More than 7,000 rare diseases of different kinds are reported around the world, with more than 300 million patients.— Photo suckhoedoisong.vn

HÀ NỘI — Huyền Trang and her family were devastated when her first child died unexpectedly and without obvious cause at only two months old.

And then Nguyễn Lâm, her second child, was discovered to suffer from Pompe disease when he was five months old.

Pompe disease is an inherited disorder caused by the buildup of the sugar glycogen in the body.

When hospitalised at the National Paediatrics Hospital, Lâm’s heart functions decreased and he faced high risk of heart failure.

Taking pity on Lâm, Trang’s father-in-law wanted to give his heart up to save the little boy.

But, Trang said, Lâm’s disease is a rare metabolic disorder that only five out of 10,000 people around the world suffer from. Treatment for it is very difficult and costly, about VNĐ1.5 billion (US$65,200) per year.

Trang shared her story at the Việt Nam - North American Medical Genetics Conference, which was held on Monday and Tuesday in Hà Nội. The boy is still undergoing treatment.

The conference attracted experts on genetics in Việt Nam and North America and focused on updating new genotypic applications in clinical practice, screening, prenatal diagnosis, neonatal screening, genetic counseling in the world and in Việt Nam.

According to Professor Lê Thanh Hải, director of the National Paediatrics Hospital, more than 7,000 rare diseases of different kinds are reported around the world, with more than 300 million patients. As many as 90 per cent of them lack treatment measures and proper medicine.

A total of 80 per cent of rare diseases are hereditary.

“Besides causing fatalities in children, genetic diseases also make up a high rate of the reasons that force patients to stay at hospital for treatment,” said Hải.

Hải added the number of fatalities due to birth defects in under-five-year-old children in Việt Nam in 2015 was 16 per cent, the second leading cause of death after being born prematurely.

"With the achievements of biochemistry and molecular biology, medical genetics has helped people understand most of pathologies.

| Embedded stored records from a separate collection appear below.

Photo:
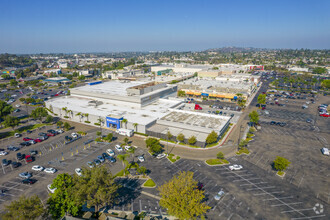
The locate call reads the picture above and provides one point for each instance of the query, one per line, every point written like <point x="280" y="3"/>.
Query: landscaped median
<point x="173" y="158"/>
<point x="243" y="150"/>
<point x="216" y="162"/>
<point x="149" y="184"/>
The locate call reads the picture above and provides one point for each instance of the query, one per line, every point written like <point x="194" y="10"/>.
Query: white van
<point x="325" y="151"/>
<point x="126" y="132"/>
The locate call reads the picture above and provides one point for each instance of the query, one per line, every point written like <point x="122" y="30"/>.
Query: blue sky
<point x="43" y="26"/>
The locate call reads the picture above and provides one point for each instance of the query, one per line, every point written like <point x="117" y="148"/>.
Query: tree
<point x="180" y="137"/>
<point x="220" y="155"/>
<point x="319" y="70"/>
<point x="122" y="158"/>
<point x="13" y="82"/>
<point x="262" y="99"/>
<point x="281" y="163"/>
<point x="39" y="113"/>
<point x="11" y="121"/>
<point x="5" y="109"/>
<point x="126" y="140"/>
<point x="154" y="145"/>
<point x="96" y="187"/>
<point x="25" y="208"/>
<point x="67" y="126"/>
<point x="63" y="200"/>
<point x="81" y="78"/>
<point x="254" y="117"/>
<point x="135" y="126"/>
<point x="181" y="197"/>
<point x="49" y="119"/>
<point x="181" y="93"/>
<point x="212" y="138"/>
<point x="169" y="135"/>
<point x="125" y="122"/>
<point x="192" y="140"/>
<point x="59" y="123"/>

It is also the scientific basis for developing  new treatments," he said.

After a visit to the National Hospital of Paediatrics, Professor Rodney Howell, president of the International Association for Neonatal Screening and other experts, scientists, medical genetics experts from the US and Canada supported the hospital in training, diagnosis and genetic counseling.

To continue to assist families of children with rare diseases and to help discover the diseases early, a Centre for Neonatal Screening and Management of Rare Diseases was established at the National Hospital for Paediatrics at the beginning of this year.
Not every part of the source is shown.